It all comes down to what your using as your definition of “Unix”. Unix is (or at least was) a trademarked term, and not a generic description. Minix, Coherent, and other similar systems were not, and could not be, “Unix” despite offering similar services, since they weren’t able to use the trademarked term.
You can’t define a Unix by its kernel. You can’t define a Unix by it’s tool set. If you define a Unix by its process architecture, how it uses devices, it’s reliance on ubiquitous block and character devices. It’s availability of services such as pipes and fork, its virtual memory system, by it’s user land development model, then lots of systems are more Unix than not (including things like Minix, and Coherent).
Is Unix little more than fork, open, close, read, write, ioctl, select, and sbrk?
If you simply use the Wikipedia definition of Unix:
Unix (trademarked as UNIX ) is a family of multitasking, multiuser computer operating systems that derive from the original AT&T Unix…
Then, Minix, Coherent, and Linux are not Unix.

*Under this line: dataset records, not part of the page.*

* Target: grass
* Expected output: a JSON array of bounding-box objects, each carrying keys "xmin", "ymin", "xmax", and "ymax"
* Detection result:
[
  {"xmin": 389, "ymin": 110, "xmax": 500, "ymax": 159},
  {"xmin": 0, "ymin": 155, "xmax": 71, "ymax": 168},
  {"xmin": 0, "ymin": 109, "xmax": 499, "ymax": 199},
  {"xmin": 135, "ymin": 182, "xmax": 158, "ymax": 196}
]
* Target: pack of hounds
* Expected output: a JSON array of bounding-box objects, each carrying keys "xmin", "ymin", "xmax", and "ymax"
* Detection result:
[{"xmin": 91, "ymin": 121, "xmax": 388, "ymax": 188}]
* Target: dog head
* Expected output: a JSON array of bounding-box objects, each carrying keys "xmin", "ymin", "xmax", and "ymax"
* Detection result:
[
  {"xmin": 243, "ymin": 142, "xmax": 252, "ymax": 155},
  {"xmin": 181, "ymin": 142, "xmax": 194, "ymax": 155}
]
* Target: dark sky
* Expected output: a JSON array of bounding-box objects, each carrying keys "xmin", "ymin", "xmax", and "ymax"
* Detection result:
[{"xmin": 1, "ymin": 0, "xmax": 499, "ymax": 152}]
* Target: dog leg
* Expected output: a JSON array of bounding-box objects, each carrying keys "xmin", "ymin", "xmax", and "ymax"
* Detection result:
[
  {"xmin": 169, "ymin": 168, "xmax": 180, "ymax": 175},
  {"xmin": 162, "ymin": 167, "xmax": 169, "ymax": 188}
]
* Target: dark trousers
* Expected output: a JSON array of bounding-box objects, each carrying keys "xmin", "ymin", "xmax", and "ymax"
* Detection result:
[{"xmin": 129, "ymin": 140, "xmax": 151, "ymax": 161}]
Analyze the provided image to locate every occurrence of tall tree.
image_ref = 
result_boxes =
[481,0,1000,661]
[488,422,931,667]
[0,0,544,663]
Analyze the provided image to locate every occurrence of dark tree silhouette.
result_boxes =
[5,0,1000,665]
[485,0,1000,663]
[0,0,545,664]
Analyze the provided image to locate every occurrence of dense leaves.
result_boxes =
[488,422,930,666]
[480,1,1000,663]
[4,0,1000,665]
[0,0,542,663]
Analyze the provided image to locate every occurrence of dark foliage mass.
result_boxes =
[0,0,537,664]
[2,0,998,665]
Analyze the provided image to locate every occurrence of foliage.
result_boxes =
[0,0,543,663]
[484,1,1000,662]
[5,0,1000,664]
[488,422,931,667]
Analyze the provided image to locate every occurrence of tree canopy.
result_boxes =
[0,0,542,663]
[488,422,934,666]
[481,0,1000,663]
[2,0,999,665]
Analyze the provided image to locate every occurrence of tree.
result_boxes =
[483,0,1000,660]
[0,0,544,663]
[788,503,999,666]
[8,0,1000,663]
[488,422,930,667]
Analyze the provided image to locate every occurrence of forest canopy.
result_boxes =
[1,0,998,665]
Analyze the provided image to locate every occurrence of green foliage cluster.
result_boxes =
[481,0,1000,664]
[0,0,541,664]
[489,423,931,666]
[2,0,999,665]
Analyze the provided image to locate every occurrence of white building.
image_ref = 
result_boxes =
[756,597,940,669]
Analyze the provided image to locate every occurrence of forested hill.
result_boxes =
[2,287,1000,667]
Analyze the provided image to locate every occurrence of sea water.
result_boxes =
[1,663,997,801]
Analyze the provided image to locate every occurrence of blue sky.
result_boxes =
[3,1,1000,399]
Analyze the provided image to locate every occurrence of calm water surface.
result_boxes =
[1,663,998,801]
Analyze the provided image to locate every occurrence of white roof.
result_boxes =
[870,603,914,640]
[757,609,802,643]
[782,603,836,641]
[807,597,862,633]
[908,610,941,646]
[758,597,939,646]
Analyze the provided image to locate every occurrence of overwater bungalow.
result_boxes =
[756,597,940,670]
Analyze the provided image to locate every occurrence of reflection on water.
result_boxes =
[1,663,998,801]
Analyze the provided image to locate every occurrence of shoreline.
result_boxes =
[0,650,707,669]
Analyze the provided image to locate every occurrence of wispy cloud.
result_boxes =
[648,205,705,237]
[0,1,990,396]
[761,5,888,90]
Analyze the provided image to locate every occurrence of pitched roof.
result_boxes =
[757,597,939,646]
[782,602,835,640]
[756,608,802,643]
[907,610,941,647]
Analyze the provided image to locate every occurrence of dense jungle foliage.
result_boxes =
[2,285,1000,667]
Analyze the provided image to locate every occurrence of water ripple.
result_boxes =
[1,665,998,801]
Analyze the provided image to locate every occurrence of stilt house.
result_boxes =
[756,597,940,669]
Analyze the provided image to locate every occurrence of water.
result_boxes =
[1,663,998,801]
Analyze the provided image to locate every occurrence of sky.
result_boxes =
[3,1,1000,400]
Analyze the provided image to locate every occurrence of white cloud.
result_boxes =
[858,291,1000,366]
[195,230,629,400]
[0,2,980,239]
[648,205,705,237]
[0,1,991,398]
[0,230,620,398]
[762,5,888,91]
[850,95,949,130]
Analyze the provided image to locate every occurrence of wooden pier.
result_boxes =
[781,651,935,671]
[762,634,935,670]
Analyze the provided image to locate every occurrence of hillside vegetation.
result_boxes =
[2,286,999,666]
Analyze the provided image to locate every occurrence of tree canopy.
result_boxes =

Because it did not derive from the original AT&T Unix (As SCO painfully found out in its disastrous lawsuit).
But if you told someone that Linux is not Unix, they’d either laugh at you or tell you that you’re splitting the finest of hairs. Or that you’re a lawyer.
For billions of people, Linux IS Unix.
Android is based on the Linux kernel and user land, and is as Unix as any other Linux based machine.
So, while the term UNIX has actual weight, it’s trademarked, and the trademark means something, in popular culture, Unix is essentially a generic term that means “Linux and all those other guys”.